2. The Bangladesh government seems to have been blinded by the Russian
offer to build a nuclear power plant and provide the loans for it. No
consideration has been given to the suitability of the proposed plant (VVER1000) or its safety standards. The VVER-1000 is quite outdated. Its safety
standards fall so short that even in Russia the construction of one of the
VVER-1000 plants was cancelled in 2008. Former Soviet block countries had
to agree to decommission VVER-400 and VVER-1000 reactors before being
allowed to join the EU. So why is Bangladesh now accepting such an outdated,
unsafe and discarded model?
3. The Minister in Charge and the Chairman of the Bangladesh Atomic Energy
Commission claim that Russia will build each of these units of VVER-1000 for
$2 billion. However, Russia has said nothing at all to that effect. Of this
$2billion, $500million will be spent on an exhibition centre, feasibility studies
etc. The remaining $1,500 million is inadequate as a similar plant in China,
with quality third party parts, is costing $4,500 million.
4. Bangladesh has no technical expertise or skilled manpower to undertake
such a complex and high tech project. On top of that, the country has no
industrial infrastructure and the transport system is absolutely rudimentary.
Most of the materials to be used in the plant such as the quality assured high
grade stainless steel, pipes, valves, pumps and other components will have to
be imported and the cost will simply be prohibitive.
5. Bangladesh has no institutional and regulatory framework to undertake a
complex project like this and consequently safety standards will be seriously
impaired. The Minister in Charge claimed that Russia has assured Bangladesh
of the safety of the plant; whereas the Russian state owned company, Rosatom
(reactor vendor) has rightly asserted that the responsibility of ensuring safety
lies with the licensee (Bangladesh government). The Bangladesh authorities
seem to be unaware of the legal implications of the licensing regime.
6. It seems no consideration has been given to technical issues associated with
the storage, transportation and disposal of radioactive material and
radioactive waste.

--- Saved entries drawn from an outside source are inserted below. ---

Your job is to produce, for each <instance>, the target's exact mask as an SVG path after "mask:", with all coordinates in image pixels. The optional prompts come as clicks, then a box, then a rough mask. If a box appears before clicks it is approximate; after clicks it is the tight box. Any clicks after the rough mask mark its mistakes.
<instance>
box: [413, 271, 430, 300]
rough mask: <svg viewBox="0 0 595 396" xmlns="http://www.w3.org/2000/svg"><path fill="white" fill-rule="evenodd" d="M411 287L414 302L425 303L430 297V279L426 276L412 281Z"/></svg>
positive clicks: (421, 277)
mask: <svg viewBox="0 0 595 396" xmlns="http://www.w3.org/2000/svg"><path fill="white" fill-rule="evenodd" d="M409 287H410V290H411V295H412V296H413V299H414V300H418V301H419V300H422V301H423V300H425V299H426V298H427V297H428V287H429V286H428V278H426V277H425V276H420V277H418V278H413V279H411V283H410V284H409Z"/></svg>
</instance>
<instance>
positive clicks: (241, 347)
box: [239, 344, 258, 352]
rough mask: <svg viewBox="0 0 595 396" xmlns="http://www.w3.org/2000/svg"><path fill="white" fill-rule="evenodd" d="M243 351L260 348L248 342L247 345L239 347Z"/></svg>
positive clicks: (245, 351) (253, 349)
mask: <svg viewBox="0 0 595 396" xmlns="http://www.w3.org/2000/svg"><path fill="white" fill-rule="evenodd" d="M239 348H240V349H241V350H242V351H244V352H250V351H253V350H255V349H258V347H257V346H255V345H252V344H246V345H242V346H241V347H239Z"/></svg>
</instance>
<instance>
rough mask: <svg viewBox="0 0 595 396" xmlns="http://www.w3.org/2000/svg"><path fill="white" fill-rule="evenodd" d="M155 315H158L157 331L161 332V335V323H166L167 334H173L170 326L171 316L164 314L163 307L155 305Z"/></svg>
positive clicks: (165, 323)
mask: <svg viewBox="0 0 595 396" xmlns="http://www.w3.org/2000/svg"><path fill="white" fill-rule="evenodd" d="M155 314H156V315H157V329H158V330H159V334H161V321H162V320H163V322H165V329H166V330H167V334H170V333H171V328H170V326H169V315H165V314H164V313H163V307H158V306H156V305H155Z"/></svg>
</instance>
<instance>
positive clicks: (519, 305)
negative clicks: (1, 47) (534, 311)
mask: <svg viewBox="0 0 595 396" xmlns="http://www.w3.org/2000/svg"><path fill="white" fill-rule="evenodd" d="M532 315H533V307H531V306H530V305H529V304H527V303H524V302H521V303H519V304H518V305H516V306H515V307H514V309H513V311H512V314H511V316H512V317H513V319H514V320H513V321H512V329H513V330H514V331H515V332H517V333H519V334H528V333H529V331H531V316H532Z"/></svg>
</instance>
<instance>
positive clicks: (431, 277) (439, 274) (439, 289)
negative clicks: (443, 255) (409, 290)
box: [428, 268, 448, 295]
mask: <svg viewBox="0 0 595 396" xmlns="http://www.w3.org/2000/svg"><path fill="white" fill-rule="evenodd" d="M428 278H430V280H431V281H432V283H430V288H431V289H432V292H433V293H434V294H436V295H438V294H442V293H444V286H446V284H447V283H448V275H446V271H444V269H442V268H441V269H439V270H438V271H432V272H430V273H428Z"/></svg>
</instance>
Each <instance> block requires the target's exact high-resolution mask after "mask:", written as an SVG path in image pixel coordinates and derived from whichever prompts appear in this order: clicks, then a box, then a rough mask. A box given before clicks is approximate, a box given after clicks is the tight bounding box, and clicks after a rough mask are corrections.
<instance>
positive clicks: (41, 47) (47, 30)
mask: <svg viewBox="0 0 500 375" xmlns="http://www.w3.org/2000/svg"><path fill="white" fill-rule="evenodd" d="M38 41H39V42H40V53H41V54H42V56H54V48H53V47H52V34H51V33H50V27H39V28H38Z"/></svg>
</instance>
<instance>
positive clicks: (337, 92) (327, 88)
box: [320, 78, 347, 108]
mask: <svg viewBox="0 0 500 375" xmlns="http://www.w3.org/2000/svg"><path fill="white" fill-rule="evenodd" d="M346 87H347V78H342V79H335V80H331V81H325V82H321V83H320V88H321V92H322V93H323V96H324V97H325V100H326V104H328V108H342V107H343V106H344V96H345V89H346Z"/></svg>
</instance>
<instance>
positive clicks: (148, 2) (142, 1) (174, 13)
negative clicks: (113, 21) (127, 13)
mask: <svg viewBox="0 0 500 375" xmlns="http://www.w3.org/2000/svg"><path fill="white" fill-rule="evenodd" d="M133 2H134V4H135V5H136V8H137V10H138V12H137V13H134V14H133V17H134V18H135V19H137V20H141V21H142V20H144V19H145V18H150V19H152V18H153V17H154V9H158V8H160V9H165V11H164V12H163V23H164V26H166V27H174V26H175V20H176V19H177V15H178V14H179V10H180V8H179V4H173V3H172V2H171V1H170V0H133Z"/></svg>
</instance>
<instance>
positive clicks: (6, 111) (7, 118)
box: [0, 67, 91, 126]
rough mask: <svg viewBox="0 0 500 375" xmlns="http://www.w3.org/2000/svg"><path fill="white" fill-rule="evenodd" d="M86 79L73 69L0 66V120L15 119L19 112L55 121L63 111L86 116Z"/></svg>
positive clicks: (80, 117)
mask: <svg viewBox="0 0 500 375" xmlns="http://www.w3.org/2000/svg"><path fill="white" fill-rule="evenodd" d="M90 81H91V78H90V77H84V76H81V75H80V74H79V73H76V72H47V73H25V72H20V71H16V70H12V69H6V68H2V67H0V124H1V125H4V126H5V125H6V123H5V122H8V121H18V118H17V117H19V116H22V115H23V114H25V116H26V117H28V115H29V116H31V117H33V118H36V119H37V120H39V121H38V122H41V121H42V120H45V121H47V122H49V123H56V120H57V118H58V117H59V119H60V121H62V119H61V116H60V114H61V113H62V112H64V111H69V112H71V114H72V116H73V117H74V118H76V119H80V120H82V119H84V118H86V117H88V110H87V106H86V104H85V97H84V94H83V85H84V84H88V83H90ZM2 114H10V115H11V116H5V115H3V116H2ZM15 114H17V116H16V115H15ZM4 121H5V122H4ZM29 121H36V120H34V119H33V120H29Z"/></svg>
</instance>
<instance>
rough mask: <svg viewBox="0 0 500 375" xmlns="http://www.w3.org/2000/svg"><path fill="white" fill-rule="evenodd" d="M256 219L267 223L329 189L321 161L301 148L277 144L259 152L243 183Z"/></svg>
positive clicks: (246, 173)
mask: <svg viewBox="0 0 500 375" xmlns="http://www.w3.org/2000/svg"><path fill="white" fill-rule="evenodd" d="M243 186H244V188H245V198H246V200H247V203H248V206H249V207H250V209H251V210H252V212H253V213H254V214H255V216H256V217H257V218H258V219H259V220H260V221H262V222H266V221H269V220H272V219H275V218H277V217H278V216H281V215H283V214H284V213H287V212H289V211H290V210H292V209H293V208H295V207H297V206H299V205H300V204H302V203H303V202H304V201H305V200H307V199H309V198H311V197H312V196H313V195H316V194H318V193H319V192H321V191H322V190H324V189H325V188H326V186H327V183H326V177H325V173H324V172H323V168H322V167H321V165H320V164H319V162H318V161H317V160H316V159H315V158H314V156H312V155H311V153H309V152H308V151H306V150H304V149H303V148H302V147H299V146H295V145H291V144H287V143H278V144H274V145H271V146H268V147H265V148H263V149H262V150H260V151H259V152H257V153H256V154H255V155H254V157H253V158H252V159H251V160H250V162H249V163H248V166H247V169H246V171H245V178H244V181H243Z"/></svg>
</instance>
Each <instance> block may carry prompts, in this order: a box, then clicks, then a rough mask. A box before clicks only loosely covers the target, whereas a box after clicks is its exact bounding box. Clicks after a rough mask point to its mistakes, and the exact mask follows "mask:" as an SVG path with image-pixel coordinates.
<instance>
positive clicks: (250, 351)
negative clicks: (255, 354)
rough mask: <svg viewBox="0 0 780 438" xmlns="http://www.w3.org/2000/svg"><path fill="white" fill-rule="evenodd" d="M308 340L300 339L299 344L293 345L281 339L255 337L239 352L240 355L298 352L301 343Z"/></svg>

The government claims radioactive waste materials will go
to Russia but Russia has said no such agreement has been reached.
Given these shortcomings and insurmountable impediments, the Bangladesh
government should seriously consider abandoning this project. The risk of
mismanaging a nuclear power plant is the inevitable occurrence of a nuclear
accident and the consequences are simply mind boggling thousands, if not
millions, of people will be exposed to high doses of radiation, large swathes of
arable land will be contaminated with radioactive materials and the country
will be lumbered with billions of dollars of compensation. When advanced
countries like Germany, Italy, Switzerland have all given up nuclear power
plants and with Japan is tapering down nuclear power production after the
Fukushima disaster, Bangladesh seems to be charging ahead recklessly. A
grand vision is meaningless without competence, judgement and knowledge.